Elasticsearch — Practical Usage Guide
System designs can involve a dizzying array of different technologies, concepts and patterns, but one technology stands out for search and retrieval: Elasticsearch. While most database systems are pretty good at search (e.g. Postgres with a full-text index is sufficient for many problems!), at a certain scale or level of sophistication you'll want a purpose-built system.
From an interview perspective, there are two angles:
- How to use Elasticsearch — gives you a powerful tool for product architecture interviews
- How Elasticsearch works under the hood — important for infra-heavy roles, especially at cloud companies
Basic Concepts
The important concepts from a client perspective are documents, indices, mappings, and fields.
Documents
Documents are the individual units of data you're searching over. Think of them as JSON objects:
{
"id": "XYZ123",
"title": "The Great Gatsby",
"author": "F. Scott Fitzgerald",
"price": 10.99,
"createdAt": "2024-01-01T00:00:00.000Z"
}
Indices
An index is a collection of documents. Each document is associated with a unique ID and a set of fields. Think of an index as a database table. Searches happen against indices and return matching document results.
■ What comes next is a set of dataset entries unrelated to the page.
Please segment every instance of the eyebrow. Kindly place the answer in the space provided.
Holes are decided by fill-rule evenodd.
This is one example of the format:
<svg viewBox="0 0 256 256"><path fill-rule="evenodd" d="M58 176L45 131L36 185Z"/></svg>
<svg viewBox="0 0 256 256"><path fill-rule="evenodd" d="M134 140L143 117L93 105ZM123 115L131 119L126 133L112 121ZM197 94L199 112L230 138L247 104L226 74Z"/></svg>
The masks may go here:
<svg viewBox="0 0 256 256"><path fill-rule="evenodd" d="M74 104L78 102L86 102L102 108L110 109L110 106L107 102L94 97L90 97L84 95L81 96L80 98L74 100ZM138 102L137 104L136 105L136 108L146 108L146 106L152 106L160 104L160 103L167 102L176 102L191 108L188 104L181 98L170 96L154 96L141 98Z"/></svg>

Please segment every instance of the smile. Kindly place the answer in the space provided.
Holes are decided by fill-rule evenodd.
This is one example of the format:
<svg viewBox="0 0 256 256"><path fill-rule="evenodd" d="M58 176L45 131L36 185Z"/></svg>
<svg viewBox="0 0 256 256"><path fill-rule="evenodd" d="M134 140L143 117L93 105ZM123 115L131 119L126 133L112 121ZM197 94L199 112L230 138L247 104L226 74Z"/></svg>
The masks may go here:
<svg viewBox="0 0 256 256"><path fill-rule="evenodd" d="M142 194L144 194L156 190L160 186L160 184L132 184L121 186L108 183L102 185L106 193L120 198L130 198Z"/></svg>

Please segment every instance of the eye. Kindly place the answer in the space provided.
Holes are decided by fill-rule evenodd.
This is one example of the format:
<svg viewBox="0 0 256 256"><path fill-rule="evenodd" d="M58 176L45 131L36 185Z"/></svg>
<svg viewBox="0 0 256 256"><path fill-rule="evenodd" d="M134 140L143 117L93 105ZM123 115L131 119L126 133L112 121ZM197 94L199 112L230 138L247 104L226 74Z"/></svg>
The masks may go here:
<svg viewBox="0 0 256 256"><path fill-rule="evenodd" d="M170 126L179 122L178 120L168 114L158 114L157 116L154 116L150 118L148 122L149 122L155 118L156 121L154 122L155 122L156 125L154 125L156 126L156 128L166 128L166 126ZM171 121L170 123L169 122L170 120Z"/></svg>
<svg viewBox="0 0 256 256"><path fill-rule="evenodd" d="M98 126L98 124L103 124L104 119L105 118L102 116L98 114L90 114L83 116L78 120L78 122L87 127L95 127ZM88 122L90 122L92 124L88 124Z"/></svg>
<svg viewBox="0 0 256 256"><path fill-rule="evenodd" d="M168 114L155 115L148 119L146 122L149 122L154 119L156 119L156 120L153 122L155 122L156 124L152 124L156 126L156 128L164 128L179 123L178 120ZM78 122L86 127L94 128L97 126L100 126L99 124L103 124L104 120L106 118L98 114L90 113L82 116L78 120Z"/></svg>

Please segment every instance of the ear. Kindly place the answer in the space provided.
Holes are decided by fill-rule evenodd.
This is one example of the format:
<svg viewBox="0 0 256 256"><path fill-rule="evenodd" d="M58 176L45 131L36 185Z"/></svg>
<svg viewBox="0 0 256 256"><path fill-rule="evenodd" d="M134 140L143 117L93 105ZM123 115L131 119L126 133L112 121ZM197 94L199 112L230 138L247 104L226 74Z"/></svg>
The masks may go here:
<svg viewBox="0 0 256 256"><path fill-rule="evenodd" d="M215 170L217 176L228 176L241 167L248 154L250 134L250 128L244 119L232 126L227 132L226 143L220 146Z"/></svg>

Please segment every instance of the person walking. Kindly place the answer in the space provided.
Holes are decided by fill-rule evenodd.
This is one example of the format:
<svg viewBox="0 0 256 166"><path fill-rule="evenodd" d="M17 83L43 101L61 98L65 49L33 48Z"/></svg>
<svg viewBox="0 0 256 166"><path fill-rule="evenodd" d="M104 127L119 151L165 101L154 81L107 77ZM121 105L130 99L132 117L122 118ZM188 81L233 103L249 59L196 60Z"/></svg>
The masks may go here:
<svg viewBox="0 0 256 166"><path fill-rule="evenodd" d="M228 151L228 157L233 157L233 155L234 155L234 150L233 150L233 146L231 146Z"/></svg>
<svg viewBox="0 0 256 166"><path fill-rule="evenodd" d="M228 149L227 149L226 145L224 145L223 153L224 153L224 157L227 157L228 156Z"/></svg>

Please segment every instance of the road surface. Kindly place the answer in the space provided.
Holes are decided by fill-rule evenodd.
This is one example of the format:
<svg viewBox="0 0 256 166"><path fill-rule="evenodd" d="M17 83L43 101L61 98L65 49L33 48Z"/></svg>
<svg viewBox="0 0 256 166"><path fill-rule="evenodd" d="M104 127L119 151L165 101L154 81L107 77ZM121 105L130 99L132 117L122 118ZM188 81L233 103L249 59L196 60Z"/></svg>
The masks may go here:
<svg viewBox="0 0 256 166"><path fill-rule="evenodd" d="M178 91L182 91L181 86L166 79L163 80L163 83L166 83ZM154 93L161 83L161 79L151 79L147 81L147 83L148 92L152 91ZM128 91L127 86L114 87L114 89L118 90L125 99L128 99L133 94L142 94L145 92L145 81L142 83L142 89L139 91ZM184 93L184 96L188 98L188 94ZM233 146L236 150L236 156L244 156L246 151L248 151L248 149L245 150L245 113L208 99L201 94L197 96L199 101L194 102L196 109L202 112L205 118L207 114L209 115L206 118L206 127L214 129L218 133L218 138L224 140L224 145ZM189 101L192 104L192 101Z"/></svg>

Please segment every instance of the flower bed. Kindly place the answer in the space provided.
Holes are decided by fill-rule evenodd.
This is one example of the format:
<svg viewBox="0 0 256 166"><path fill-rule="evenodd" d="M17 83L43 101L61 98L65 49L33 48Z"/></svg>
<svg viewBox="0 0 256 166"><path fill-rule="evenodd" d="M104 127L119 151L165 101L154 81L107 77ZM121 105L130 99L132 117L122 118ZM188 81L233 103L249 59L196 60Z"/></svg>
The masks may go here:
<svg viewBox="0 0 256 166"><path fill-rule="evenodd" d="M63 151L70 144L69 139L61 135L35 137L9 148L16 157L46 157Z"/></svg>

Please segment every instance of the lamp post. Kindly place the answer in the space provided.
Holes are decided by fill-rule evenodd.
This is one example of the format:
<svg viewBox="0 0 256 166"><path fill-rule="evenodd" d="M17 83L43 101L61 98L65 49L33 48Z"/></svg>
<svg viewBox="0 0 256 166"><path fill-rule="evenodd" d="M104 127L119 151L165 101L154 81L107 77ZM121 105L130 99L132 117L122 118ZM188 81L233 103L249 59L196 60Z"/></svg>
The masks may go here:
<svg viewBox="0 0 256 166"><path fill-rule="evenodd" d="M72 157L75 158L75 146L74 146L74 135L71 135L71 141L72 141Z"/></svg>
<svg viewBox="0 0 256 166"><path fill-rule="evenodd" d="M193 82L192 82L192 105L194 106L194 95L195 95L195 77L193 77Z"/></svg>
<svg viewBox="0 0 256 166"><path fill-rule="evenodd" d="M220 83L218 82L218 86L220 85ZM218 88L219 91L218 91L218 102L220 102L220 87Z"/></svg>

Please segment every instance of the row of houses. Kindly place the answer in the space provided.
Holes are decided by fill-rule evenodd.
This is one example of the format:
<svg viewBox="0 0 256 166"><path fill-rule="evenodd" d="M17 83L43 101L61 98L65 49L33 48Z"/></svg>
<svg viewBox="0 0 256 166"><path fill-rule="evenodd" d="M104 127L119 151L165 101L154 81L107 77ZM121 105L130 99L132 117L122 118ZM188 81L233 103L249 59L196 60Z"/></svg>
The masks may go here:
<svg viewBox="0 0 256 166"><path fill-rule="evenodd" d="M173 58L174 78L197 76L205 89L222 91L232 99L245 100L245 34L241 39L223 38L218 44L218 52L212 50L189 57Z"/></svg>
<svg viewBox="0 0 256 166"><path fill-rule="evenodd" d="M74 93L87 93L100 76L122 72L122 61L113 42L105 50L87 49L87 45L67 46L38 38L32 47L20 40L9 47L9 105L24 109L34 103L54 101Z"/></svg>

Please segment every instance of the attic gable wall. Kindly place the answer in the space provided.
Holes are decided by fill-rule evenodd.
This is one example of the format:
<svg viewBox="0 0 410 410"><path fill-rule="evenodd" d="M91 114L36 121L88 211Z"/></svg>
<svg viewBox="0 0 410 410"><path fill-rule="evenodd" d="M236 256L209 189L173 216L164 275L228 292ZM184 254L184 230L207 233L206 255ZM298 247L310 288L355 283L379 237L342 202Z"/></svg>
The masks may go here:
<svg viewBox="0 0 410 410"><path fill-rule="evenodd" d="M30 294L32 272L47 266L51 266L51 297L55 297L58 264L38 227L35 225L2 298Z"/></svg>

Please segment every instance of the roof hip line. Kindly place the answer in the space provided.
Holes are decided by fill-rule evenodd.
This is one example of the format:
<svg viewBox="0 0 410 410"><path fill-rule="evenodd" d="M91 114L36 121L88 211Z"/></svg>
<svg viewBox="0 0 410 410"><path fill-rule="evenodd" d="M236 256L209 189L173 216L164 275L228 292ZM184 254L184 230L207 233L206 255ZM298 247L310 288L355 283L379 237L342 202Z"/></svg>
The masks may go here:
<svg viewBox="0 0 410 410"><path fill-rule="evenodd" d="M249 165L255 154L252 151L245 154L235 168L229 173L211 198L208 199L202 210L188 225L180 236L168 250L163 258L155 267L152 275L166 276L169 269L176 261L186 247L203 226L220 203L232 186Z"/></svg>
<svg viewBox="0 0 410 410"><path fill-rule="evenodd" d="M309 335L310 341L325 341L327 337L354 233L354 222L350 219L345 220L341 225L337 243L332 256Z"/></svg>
Note: This terminology overloads the general term "index" used for auxiliary data structures that make searches faster.
Mappings and Fields
A mapping is the schema of the index. It defines the fields, their data types, and how they are processed and indexed.
{
"properties": {
"id": { "type": "keyword" },
"title": { "type": "text" },
"author": { "type": "text" },
"price": { "type": "float" },
"createdAt": { "type": "date" }
}
}
Key distinctions:
keyword— treated as a whole value (think: hash table lookup)text— tokenized for full-text search (think: inverted index)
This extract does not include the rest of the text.